A cache is defined by three parameters: its size (how much data it can hold), its block size (the unit of transfer between cache and memory), and its associativity (how many places a given block can reside). A fully associative cache allows any block to go anywhere; a direct-mapped cache allows each block exactly one location; a set-associative cache divides the cache into sets, with each block mapping to a specific set but free to occupy any line within it. Higher associativity reduces conflict misses (where two frequently accessed blocks map to the same location) but increases lookup latency and hardware cost.

The replacement policy determines which block to evict when the cache is full. Least Recently Used is the theoretical ideal but expensive to implement exactly. Pseudo-LRU, FIFO, and random replacement are common approximations. The choice of replacement policy can affect performance by 10-20% on real workloads, making it a significant design decision.

Write policies are equally consequential. A write-through cache updates both the cache and main memory on every write, ensuring consistency at the cost of bandwidth. A write-back cache updates only the cache line, marking it "dirty," and writes to main memory only when the line is evicted. Write-back is faster but requires mechanisms to handle coherence when multiple caches hold copies of the same data.

Cache Coherence

In multiprocessor systems, each core typically has its own private L1 and L2 caches, with a shared L3 cache or main memory. When two cores modify the same cache line independently, the system must ensure that all observers see a consistent ordering of writes. This is the cache coherence problem, and it is one of the hardest problems in parallel computing.

The most widely implemented solution is MESI (Modified, Exclusive, Shared, Invalid), a state machine that tracks whether each cache line is clean or dirty, shared or exclusive. When a core writes to a shared line, it must invalidate copies in other caches, generating coherence traffic on the interconnect. This traffic is invisible to the programmer but devastating to performance. False sharing — when two unrelated variables happen to reside on the same cache line and are modified by different cores — can reduce performance by orders of magnitude without changing a single line of source code.
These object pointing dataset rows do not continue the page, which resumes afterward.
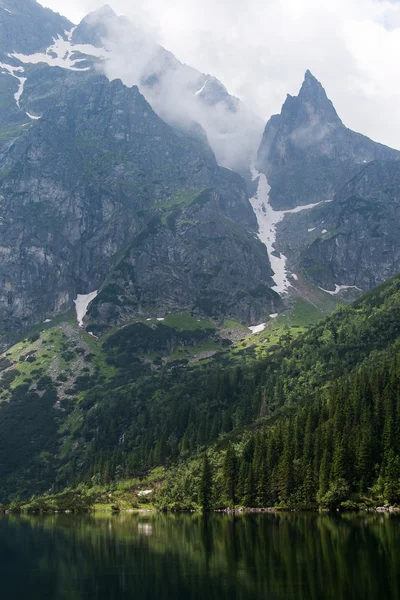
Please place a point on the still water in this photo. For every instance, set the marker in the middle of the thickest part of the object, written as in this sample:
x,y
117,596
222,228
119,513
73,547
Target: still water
x,y
185,557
The cache coherence problem is a microcosm of a deeper systems principle: local optimization creates global complexity. Each core's private cache is a local performance win. The coherence protocol required to maintain consistency across caches is a global cost that grows with the square of the core count. At sufficient scale, coherence traffic dominates, and the system ceases to scale. This is why large-scale parallel systems increasingly abandon hardware coherence in favor of software-managed memory or message-passing models.

Software Caching

Caches are not only hardware constructs. Every layer of the software stack implements caching: the operating system caches disk blocks in memory (the buffer cache); databases cache query results and index pages; web browsers cache HTTP responses; content delivery networks cache static assets at network edges; DNS resolvers cache address mappings. The principle is identical: store frequently accessed data closer to the consumer to reduce retrieval latency.

Software caches introduce their own complexities. Cache invalidation — determining when cached data has become stale — is famously one of the two hard problems in computer science (along with naming things and off-by-one errors). A DNS cache that holds an expired record can direct users to the wrong server. A database query cache that returns stale results can produce inconsistent application state. A CDN cache that serves an old version of a JavaScript file can break websites. The difficulty is not in caching but in knowing when to stop.

The cache is the most successful abstraction in computer systems because it is invisible when it works and catastrophic when it fails. Programmers who do not understand the memory hierarchy write code that performs beautifully in simulation and disastrously in production. The cache is not an optimization; it is the ground on which all optimization stands.